株式会社日立製作所は、現場作業者と複数のAIが対話を通じて作業の振り返りを行い、現場で得た知見を組織全体で活用できるようにする「AIデブリーフィング(振り返り)技術」を開発したと発表した。
同技術は、ファシリテーターAIやピアAI(同僚役)、エキスパートAIといった役割の異なる複数のAIが協調し、作業者の「なぜ(根拠)」を起点に作業後の振り返りを進行する仕組みだ。
作業データや手順と連動しながら判断に至った因果関係や原理原則を整理し、作業者が自身の言葉で判断の背景を説明できる状態へと導く。
そして、システム内に蓄積された現場固有のドメインナレッジを活用し、機器故障などの物理現象の因果関係をデジタル上で可視化してフィードバックを行うことで、作業の確実な実行と深い理解を同時に支援する。
具体的な導入効果として、空調保守業務を模擬した社内検証において、従来のチャットボット形式による1対1のAI対話と比較し、作業者の知識定着テストのスコアが約70%向上することが確認された。

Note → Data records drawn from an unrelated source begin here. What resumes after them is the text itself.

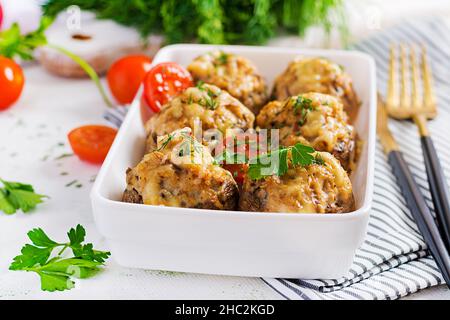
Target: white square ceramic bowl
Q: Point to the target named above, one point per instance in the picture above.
(232, 242)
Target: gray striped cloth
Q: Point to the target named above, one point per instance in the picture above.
(393, 261)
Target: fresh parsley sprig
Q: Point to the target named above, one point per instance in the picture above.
(277, 161)
(57, 272)
(303, 106)
(16, 195)
(13, 43)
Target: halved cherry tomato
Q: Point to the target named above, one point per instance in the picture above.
(91, 143)
(163, 82)
(126, 75)
(11, 82)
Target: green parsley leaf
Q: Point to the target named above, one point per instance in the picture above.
(276, 162)
(40, 238)
(302, 105)
(5, 205)
(76, 236)
(13, 43)
(56, 272)
(31, 255)
(16, 195)
(55, 282)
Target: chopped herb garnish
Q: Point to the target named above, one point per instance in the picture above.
(300, 155)
(302, 105)
(165, 142)
(16, 195)
(57, 272)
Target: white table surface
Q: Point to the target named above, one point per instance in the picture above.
(30, 137)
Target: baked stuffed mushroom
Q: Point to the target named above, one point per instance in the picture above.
(314, 119)
(316, 188)
(316, 75)
(202, 107)
(233, 73)
(181, 173)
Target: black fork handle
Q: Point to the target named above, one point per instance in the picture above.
(438, 187)
(421, 213)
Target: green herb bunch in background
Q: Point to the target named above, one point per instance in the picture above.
(213, 21)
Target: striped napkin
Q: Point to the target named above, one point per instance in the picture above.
(394, 260)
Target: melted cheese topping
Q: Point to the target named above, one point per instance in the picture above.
(235, 74)
(163, 177)
(317, 75)
(324, 127)
(312, 189)
(202, 108)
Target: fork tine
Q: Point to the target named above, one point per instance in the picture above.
(404, 97)
(392, 93)
(414, 80)
(428, 92)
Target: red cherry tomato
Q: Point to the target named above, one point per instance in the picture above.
(91, 143)
(163, 82)
(126, 75)
(11, 82)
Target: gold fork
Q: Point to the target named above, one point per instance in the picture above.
(401, 104)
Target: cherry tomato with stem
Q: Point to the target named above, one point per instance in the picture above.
(163, 82)
(126, 75)
(11, 82)
(91, 143)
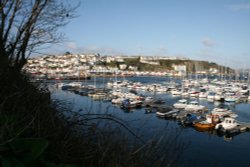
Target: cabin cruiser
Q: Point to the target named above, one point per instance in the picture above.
(194, 106)
(228, 124)
(181, 104)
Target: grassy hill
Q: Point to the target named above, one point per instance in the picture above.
(164, 65)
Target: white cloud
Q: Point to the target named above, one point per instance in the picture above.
(237, 7)
(71, 45)
(160, 51)
(207, 42)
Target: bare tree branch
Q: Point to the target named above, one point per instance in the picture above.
(27, 25)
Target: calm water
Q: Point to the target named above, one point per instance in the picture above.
(205, 149)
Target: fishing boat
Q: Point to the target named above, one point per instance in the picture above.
(181, 104)
(228, 124)
(208, 124)
(166, 112)
(194, 106)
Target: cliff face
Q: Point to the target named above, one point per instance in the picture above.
(191, 66)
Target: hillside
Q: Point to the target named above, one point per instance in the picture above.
(163, 65)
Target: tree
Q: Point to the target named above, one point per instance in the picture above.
(26, 25)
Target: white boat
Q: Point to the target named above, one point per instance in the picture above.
(149, 99)
(227, 124)
(181, 104)
(166, 112)
(210, 96)
(194, 106)
(231, 99)
(203, 95)
(176, 92)
(221, 112)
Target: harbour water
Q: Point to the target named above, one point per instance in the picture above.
(204, 149)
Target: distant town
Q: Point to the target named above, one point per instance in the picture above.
(73, 66)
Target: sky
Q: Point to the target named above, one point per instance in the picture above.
(210, 30)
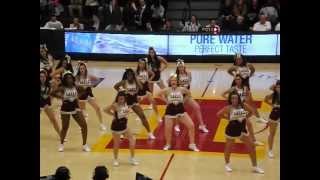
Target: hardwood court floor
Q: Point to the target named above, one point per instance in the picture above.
(185, 165)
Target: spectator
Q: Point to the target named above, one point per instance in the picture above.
(225, 14)
(277, 28)
(215, 28)
(100, 173)
(168, 26)
(129, 12)
(76, 25)
(239, 8)
(253, 12)
(144, 16)
(270, 11)
(192, 26)
(262, 24)
(54, 23)
(75, 5)
(239, 24)
(91, 8)
(157, 15)
(113, 17)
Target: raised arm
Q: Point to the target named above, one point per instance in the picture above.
(164, 62)
(252, 69)
(118, 84)
(110, 109)
(232, 70)
(151, 75)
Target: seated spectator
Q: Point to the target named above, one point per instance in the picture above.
(76, 25)
(129, 12)
(240, 8)
(91, 8)
(262, 24)
(239, 24)
(100, 173)
(144, 16)
(113, 17)
(215, 28)
(75, 5)
(225, 14)
(157, 15)
(192, 26)
(253, 12)
(167, 26)
(277, 28)
(53, 23)
(270, 11)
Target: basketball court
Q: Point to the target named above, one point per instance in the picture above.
(178, 163)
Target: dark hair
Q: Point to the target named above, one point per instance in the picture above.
(69, 65)
(125, 75)
(45, 72)
(78, 70)
(100, 173)
(244, 62)
(275, 94)
(62, 173)
(156, 60)
(145, 65)
(234, 81)
(239, 98)
(178, 73)
(64, 79)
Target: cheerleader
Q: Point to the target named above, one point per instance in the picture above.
(63, 66)
(237, 113)
(184, 80)
(174, 96)
(242, 67)
(246, 97)
(131, 85)
(84, 80)
(144, 75)
(70, 106)
(45, 99)
(157, 64)
(274, 118)
(120, 110)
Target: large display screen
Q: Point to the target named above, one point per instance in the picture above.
(199, 45)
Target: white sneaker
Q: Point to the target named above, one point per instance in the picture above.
(115, 162)
(203, 128)
(133, 161)
(86, 148)
(228, 168)
(270, 154)
(166, 147)
(151, 136)
(149, 107)
(262, 120)
(256, 169)
(177, 128)
(258, 143)
(61, 148)
(103, 127)
(193, 147)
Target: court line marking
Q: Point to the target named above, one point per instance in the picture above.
(167, 166)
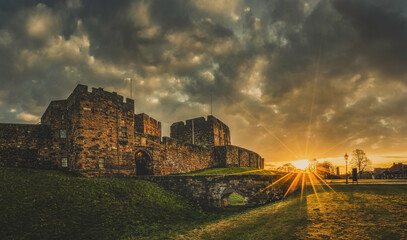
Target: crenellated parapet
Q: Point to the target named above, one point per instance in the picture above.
(201, 131)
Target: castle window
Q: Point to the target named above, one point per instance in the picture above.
(101, 162)
(124, 132)
(64, 162)
(62, 133)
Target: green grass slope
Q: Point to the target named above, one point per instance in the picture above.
(231, 170)
(42, 204)
(352, 212)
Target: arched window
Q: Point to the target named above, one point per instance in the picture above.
(144, 165)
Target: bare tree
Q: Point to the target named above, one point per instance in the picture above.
(360, 160)
(325, 169)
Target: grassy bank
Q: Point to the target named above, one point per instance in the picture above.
(231, 170)
(40, 204)
(353, 212)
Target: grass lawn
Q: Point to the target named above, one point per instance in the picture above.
(44, 204)
(354, 212)
(231, 170)
(40, 204)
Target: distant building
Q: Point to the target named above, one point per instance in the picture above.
(288, 167)
(398, 170)
(97, 133)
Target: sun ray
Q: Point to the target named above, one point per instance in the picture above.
(334, 146)
(257, 170)
(293, 184)
(315, 191)
(302, 185)
(316, 174)
(265, 128)
(279, 180)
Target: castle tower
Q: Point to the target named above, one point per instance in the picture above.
(199, 131)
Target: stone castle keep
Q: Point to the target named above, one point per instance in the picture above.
(97, 133)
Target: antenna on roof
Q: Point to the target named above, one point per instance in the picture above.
(211, 103)
(131, 88)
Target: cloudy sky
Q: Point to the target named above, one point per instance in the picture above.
(292, 79)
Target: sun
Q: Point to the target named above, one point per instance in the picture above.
(300, 164)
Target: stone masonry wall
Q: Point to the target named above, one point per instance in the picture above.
(21, 145)
(147, 125)
(201, 132)
(98, 134)
(56, 118)
(172, 157)
(233, 156)
(102, 128)
(210, 190)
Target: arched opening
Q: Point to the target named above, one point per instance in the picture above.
(143, 164)
(233, 199)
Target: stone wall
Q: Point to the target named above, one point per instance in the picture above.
(147, 125)
(233, 156)
(22, 145)
(101, 130)
(56, 118)
(210, 190)
(201, 132)
(98, 133)
(174, 157)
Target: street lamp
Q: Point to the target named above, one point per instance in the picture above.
(346, 159)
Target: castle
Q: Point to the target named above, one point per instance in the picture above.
(97, 133)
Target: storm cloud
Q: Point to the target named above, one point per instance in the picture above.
(293, 79)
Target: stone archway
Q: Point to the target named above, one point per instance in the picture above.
(230, 192)
(144, 165)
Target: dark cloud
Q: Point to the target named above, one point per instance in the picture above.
(318, 76)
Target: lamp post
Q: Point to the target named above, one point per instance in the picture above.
(346, 159)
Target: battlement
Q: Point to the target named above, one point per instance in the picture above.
(101, 94)
(201, 131)
(147, 125)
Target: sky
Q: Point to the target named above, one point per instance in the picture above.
(292, 79)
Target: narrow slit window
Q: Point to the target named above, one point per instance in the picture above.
(62, 133)
(124, 131)
(101, 163)
(64, 162)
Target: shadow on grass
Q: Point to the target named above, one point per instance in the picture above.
(284, 219)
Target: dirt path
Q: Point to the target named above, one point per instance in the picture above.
(228, 224)
(364, 212)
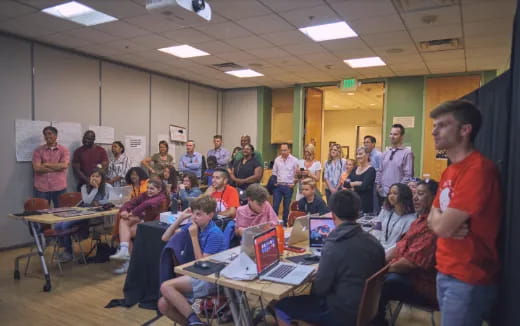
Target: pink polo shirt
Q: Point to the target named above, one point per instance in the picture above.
(51, 181)
(246, 217)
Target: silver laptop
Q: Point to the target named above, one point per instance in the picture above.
(269, 266)
(319, 229)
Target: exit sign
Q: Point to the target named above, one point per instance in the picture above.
(349, 84)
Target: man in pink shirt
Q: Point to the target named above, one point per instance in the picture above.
(256, 211)
(50, 163)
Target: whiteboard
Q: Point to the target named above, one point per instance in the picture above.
(28, 136)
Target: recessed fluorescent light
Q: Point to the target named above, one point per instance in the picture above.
(326, 32)
(244, 73)
(79, 13)
(365, 62)
(184, 51)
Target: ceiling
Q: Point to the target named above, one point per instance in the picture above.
(263, 35)
(366, 97)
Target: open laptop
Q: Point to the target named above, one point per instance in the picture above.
(269, 266)
(319, 229)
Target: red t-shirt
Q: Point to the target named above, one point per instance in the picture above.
(472, 186)
(226, 198)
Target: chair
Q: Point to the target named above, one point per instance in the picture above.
(293, 215)
(69, 199)
(369, 304)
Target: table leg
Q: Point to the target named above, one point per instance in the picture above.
(47, 286)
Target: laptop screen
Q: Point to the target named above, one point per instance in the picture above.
(266, 250)
(319, 229)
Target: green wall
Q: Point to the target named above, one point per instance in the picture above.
(404, 98)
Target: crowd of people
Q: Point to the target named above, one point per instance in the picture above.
(438, 238)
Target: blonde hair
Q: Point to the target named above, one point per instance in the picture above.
(309, 182)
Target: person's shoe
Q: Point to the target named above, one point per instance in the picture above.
(120, 255)
(65, 257)
(123, 268)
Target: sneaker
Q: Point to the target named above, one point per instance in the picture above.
(120, 255)
(122, 269)
(65, 257)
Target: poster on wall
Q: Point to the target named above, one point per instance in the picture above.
(28, 136)
(69, 134)
(135, 149)
(178, 134)
(104, 134)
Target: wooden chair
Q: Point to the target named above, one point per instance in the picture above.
(293, 215)
(369, 304)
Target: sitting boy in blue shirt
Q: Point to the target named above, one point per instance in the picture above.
(311, 203)
(207, 239)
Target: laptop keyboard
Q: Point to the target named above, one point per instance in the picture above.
(281, 271)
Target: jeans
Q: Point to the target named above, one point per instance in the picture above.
(65, 241)
(282, 192)
(464, 304)
(49, 196)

また、学びの質や主体的に取り組む集中度の大幅な改善も実証されている。これにより、個人の経験が組織の知見として定着し、例外的な事象にも柔軟に対応できる現場対応力の大幅な向上が見込まれる。
なお、同技術は、同社の次世代AIエージェント「Naivy(ナイヴィー)」を中核とし、現場データと複数のAI・ロボットを連携させて自動で協調動作させる「フィジカルAIオーケストレーションシステム」の主要機能として統合されるものだ。
日立は今後、製造・建設・電力など幅広い現場業務を担うパートナー企業との実証実験を通じて、ユーザの習熟度に応じてAIの支援レベルを動的に調整する機能などを強化し、同技術の適用領域を拡大していく計画としている。